Whatever the cause, it is unlikely that ticket costs will be significantly reduced before peak summer travel. So booking sooner later can help you avoid prices this season.

KEEP IT FLEXIBLE

The pandemic has announced one consumer-friendly change: Most airlines and hotels now offer more flexible booking options. And if the last two years have taught us anything, it’s that no trip, however well planned, is safe from disruption.

The best way to find flexible booking options depends on a number of factors, but there are a few simple rules.

– Avoid a basic economic ticket as it does not allow for changes or cancellations.

– Choose hotel rooms with free cancellation. Sometimes these rates are slightly higher than their irreversible counterparts.

– Carefully read the rules of holiday rental. Services such as Airbnb and Vrbo generally allow hosts to choose cancellation policies.

Data from Hopper show that the number of basic economic reservations made on its platforms dropped significantly in 2021 after airlines introduced more flexible options for other fares.

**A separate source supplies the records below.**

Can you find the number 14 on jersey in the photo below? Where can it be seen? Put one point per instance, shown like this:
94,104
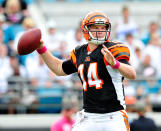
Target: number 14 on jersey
92,76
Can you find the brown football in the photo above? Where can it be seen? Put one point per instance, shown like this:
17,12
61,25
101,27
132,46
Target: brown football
29,41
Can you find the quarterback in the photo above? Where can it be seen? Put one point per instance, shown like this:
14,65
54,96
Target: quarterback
101,66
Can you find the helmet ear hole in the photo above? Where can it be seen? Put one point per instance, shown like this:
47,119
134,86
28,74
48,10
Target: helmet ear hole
97,18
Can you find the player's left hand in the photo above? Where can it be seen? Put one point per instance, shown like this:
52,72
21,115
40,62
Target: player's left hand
108,56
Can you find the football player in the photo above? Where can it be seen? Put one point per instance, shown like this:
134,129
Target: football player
101,66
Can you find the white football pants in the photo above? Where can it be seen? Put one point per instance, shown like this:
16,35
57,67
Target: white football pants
115,121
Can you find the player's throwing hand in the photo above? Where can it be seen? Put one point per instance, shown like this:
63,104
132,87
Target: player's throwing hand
108,56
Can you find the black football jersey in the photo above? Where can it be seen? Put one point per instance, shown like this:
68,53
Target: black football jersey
102,85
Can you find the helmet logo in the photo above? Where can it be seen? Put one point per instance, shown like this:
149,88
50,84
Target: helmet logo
100,21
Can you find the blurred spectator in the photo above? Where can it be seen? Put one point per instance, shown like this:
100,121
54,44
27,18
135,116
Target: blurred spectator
142,123
66,122
125,25
15,10
5,70
38,72
154,51
153,29
3,24
53,38
17,69
130,94
145,68
141,95
132,44
28,98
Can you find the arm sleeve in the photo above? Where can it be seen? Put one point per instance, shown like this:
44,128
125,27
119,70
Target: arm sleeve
68,67
120,51
124,61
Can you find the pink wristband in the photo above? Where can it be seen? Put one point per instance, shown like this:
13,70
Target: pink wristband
42,50
117,65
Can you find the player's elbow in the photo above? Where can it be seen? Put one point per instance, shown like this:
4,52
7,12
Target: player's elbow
132,76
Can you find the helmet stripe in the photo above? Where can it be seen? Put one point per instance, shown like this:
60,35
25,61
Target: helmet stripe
96,16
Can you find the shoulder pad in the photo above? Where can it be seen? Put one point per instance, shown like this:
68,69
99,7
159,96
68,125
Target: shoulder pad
73,55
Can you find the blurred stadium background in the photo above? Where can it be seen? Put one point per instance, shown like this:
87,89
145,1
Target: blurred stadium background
31,97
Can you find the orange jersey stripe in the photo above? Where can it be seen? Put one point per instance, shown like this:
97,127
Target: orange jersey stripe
73,58
126,120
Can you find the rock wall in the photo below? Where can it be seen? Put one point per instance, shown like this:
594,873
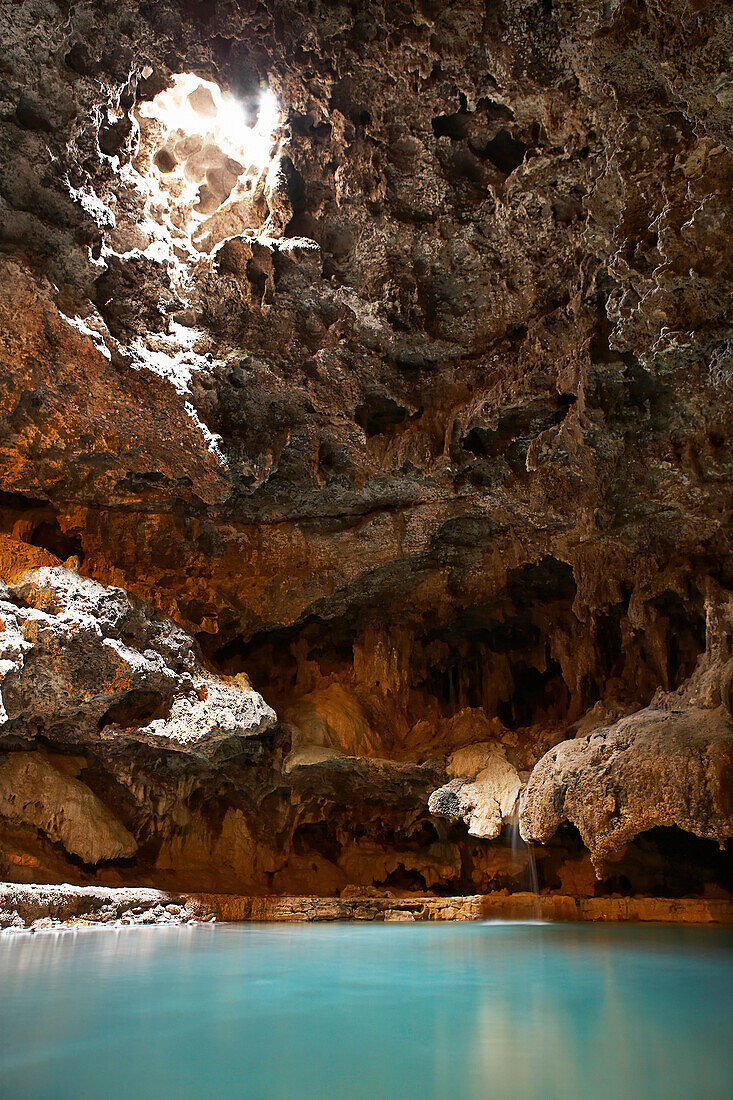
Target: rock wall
364,446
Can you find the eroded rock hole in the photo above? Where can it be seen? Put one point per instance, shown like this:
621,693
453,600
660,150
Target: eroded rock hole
205,158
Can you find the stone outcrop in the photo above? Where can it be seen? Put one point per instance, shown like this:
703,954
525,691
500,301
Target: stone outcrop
85,663
34,792
353,471
483,791
657,768
669,763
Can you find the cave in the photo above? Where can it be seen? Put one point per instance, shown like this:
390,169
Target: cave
365,466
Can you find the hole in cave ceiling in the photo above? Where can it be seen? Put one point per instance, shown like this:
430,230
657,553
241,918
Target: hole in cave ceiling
206,160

Now these lowest tariffs make up only 20% of total bookings compared to almost 40% before the industry change.

Vacationers at the beach at Pier 14 in Myrtle Beach, SC, on Monday, June 29, 2020. – Tanya Ackerman / The New York Times

CHOOSE DESTINATIONS READY

Although the number of COVID-19 cases is declining during the spring and summer, it may take some time for all international travel restrictions to follow.

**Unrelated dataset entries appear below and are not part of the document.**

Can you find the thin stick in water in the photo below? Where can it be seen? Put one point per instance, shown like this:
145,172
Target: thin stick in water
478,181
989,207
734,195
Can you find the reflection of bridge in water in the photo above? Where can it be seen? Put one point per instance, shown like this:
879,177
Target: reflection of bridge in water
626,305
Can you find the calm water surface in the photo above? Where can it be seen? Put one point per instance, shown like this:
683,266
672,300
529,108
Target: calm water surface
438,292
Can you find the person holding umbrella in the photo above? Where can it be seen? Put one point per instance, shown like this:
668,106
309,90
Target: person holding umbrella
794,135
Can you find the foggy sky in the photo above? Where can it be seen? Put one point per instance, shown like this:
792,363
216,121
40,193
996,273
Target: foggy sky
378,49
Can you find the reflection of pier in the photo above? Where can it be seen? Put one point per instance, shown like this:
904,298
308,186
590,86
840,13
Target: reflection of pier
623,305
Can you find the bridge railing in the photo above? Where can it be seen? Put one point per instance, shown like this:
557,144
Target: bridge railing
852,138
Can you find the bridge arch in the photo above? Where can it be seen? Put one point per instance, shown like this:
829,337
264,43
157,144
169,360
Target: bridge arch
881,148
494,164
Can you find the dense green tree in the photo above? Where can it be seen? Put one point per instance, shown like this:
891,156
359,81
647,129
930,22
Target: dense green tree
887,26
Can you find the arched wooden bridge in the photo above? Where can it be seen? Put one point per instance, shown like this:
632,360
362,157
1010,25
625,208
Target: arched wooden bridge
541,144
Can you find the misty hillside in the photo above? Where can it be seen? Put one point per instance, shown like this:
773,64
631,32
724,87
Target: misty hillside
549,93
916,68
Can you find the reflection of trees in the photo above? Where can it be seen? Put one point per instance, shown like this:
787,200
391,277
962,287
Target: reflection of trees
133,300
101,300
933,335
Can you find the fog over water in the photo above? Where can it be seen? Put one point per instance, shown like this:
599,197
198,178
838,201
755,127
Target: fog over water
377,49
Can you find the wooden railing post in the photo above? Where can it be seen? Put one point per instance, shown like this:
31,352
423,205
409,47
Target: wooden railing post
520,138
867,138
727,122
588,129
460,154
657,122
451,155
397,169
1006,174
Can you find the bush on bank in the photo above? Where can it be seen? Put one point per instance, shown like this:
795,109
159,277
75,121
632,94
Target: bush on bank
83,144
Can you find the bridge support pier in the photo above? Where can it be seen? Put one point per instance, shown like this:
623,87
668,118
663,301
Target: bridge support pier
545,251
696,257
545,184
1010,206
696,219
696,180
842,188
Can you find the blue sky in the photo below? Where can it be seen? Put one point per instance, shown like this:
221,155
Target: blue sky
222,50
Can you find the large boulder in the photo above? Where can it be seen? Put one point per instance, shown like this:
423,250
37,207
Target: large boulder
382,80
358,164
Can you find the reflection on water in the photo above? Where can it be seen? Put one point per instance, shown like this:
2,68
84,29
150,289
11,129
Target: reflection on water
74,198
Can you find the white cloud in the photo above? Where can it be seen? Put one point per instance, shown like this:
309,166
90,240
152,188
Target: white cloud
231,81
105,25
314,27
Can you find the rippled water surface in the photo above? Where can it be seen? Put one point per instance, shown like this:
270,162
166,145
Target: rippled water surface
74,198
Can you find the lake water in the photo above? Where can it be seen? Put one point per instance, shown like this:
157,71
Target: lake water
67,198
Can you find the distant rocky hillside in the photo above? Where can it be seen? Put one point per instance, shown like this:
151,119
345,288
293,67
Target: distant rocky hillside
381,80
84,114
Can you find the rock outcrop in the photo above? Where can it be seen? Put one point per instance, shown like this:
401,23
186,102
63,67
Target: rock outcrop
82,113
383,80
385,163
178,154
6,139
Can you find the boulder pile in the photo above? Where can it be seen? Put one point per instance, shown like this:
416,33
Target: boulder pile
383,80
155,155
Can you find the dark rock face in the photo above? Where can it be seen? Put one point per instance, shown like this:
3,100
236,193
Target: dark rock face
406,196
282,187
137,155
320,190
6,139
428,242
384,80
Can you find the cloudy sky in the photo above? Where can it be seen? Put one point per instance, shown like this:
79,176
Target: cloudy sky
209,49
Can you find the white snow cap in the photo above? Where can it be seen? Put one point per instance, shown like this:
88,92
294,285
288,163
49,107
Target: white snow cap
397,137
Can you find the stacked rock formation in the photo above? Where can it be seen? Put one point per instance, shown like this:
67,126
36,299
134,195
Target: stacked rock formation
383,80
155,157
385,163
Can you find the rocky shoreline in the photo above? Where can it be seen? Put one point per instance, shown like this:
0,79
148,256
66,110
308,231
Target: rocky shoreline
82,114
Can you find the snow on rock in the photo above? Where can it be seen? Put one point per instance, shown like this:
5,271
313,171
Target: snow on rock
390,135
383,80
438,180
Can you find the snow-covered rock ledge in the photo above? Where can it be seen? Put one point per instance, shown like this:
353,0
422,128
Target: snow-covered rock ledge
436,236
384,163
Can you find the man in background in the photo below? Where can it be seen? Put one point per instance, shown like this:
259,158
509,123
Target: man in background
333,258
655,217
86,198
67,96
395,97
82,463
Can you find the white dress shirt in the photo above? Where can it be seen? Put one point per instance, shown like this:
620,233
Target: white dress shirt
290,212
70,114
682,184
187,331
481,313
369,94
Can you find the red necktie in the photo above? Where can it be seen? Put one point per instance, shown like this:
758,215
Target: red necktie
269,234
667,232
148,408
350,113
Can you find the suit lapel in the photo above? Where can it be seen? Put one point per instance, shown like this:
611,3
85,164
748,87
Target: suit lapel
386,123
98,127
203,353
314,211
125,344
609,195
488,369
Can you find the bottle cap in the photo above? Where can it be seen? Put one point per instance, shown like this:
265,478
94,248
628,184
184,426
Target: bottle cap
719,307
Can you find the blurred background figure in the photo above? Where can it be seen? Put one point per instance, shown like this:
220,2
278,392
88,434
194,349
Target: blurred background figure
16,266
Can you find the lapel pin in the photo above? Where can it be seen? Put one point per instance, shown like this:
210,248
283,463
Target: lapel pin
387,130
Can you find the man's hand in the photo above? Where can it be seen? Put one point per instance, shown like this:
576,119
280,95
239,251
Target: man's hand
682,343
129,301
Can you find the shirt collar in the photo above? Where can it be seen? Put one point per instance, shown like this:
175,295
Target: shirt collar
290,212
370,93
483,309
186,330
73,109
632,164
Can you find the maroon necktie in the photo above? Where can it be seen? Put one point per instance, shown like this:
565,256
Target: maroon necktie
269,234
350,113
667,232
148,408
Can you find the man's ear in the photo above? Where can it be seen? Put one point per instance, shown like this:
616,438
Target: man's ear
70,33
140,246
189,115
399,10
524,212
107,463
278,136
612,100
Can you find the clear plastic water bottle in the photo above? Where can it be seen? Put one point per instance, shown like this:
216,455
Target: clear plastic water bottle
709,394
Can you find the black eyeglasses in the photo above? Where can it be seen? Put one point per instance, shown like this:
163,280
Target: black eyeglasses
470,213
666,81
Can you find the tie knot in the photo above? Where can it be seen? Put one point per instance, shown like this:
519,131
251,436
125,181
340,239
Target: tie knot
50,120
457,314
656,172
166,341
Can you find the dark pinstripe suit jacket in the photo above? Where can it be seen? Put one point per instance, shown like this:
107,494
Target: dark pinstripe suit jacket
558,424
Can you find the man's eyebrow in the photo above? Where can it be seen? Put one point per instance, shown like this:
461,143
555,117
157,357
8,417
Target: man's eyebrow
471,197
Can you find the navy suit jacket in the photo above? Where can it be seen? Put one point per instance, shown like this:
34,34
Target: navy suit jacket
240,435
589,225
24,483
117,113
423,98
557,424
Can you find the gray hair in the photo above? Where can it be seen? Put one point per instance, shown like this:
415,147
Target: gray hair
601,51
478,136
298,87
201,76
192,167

“I was planning a trip to South Korea, but I couldn’t cope with the seven-day hotel quarantine,” says Ng, referring to the country’s strict rules. Ng has decided this summer to visit Europe, where such restrictions do not currently apply. She feels more confident that the rules related to COVID will not suddenly change just before her trip or, worse, during her trip.

When choosing a destination, start with countries that have restrictions that match your risk tolerance and work back.

Of course, these restrictions can be avoided if you stick to domestic travel, but many travelers are eager to go abroad.

CREATE A BACKUP PLAN – OR SOME

Anything can happen with all these precautions. Another wave, variant or military conflict could reverse even the best plans, so it is important to make a down payment.

First, after planning a major trip, consider making several fully refundable bookings for a second, separate trip. This can be to ensure that you do not have to book everything at the last minute during high season. Just don’t book a ticket unless it’s actually refundable – most major cabin tickets come back as vouchers from the same airline that aren’t as good as cash.

Second, outline the idea for a third trip with the intention of booking it at the last minute if the original plans fail. This step can help psychologically avoid shortness of breath when changing plans.

Finally, consider more shorter trips during the summer instead of one long trip to one destination. This approach not only protects against possible destination-specific restrictions, but can also help make up for lost visits during a pandemic.

This article was provided to The Associated Press by NerdWallet’s personal finance website. Sam Kemmis is a writer at NerdWallet.